Réaction des autorités, répression et sanctions. Bilan : six morts ; le gouverneur de la Région du Centre-Ouest et le directeur régional de la police relevés de leurs fonction ; les policiers « suspectés » inculpés et placés sous mandat de dépôt. Une mort qui ne peut que « susciter la colère et l’indignation » a souligné le premier ministre qui a ajouté que le « Burkina Faso est un Etat de droit et l’Etat a la responsabilité de protéger toutes les vies humaines, et ceci quelles que soient les opinions politiques des citoyens » et réaffirmé que « nul ne saurait être considéré comme étant au-dessus des lois de la République ».

Un événement dramatique qui permet de recadrer les choses… et les gens. « Nous devons également réfléchir aux problèmes de fond dont ces événements ne sont que les révélateurs. Ils concernent aussi bien le fonctionnement des services de l’Etat, y compris ceux du maintien de l’ordre, que les relations entre les citoyens et le système judiciaire, le développement politique et économique de notre pays, l’offre d’opportunités éducatives et d’emplois pour notre jeunesse, notre conception de la liberté et le comportement citoyen pour la préserver et l’approfondir ».

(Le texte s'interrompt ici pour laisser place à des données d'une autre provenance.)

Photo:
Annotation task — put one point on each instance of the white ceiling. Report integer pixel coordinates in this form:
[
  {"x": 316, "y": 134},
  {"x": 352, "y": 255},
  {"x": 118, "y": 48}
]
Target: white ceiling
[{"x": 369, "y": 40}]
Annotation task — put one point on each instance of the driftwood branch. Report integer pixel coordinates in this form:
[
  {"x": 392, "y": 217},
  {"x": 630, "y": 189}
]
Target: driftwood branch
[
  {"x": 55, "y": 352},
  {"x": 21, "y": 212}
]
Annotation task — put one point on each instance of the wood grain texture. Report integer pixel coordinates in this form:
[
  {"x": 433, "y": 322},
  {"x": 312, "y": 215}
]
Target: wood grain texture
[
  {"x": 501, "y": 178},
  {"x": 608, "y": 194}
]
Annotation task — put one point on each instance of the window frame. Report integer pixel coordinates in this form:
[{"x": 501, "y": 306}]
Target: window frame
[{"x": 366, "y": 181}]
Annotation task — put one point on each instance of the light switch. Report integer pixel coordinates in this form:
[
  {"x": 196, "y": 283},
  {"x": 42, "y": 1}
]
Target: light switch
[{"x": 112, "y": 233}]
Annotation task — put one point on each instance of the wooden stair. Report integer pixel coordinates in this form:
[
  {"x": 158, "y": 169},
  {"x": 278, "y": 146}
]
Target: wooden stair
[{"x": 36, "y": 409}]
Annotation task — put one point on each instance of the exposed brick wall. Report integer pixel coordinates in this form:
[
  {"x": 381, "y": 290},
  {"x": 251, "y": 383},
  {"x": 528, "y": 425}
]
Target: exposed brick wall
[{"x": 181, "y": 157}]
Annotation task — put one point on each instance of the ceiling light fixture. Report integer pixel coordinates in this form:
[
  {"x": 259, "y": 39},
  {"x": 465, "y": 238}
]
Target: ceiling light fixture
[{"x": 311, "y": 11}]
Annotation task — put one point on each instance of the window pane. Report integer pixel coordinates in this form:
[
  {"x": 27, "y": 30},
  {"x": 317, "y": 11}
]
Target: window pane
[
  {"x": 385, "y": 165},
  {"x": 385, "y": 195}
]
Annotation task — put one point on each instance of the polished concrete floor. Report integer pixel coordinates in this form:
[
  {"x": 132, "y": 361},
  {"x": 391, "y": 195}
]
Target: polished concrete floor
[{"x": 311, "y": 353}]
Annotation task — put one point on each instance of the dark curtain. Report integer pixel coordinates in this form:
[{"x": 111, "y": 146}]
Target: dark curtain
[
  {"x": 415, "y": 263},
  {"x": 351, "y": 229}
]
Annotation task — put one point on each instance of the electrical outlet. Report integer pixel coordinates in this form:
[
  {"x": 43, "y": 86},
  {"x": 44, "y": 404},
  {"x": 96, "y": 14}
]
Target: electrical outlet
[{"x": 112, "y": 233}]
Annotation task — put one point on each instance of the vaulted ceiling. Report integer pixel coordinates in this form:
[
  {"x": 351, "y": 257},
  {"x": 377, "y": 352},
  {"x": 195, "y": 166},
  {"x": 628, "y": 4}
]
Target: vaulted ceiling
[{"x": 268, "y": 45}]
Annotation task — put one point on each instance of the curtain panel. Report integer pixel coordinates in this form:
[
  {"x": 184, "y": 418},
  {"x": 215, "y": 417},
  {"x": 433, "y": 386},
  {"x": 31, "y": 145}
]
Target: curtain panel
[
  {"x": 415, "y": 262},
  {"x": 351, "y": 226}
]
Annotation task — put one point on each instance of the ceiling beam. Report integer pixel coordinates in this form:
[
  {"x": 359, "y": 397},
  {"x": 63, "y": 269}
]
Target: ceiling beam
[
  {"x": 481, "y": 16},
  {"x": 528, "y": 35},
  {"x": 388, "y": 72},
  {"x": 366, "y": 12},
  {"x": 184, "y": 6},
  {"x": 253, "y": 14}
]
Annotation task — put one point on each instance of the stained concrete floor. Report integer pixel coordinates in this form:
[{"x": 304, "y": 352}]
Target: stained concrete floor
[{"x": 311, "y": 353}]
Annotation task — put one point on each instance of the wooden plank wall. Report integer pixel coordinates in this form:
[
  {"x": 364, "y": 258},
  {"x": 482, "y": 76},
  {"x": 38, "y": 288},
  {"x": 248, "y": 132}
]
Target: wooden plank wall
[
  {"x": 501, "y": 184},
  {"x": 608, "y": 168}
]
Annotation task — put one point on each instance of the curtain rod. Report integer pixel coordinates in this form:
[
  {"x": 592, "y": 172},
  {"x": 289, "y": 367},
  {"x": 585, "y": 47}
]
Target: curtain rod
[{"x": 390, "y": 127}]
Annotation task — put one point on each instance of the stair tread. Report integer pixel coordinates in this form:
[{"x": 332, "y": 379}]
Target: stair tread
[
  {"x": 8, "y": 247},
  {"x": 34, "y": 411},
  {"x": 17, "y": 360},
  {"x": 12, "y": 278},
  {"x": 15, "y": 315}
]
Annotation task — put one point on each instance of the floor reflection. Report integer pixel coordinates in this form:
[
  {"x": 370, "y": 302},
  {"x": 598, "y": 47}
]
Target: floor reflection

Nous sommes en 2011, pas en 1998 (le dimanche 13 décembre 1998, Norbert Zongo, journaliste et directeur de l’hebdomadaire L’Indépendant, était retrouvé carbonisé, avec ses compagnons, dans son 4 x 4 sur la route de Léo, non loin de Sapouy). Et cette nouvelle « affaire Zongo » met en cause l’administration et non pas les arcanes de la présidence du Faso.

Tertius Zongo a conscience que la prise en compte des susceptibilités « politiques » des uns et des autres ne saurait se mettre en travers de sa détermination à ancrer durablement le Burkina Faso dans un Etat de droit, condition sine qua non d’une croissance à deux chiffres impérative alors que les motifs de réelle « contestation » sociale ne manquent pas : « augmentation des prix des produits alimentaires », « niveau des prix des hydrocarbures de plus en plus préoccupant », « persistance de la crise post-électorale en Côte d’Ivoire », d’où « l’aggravation de la pauvreté » tandis que « les mécanismes de création d’emplois et de distribution des fruits de la croissance » ont démontré une « efficacité limitée ».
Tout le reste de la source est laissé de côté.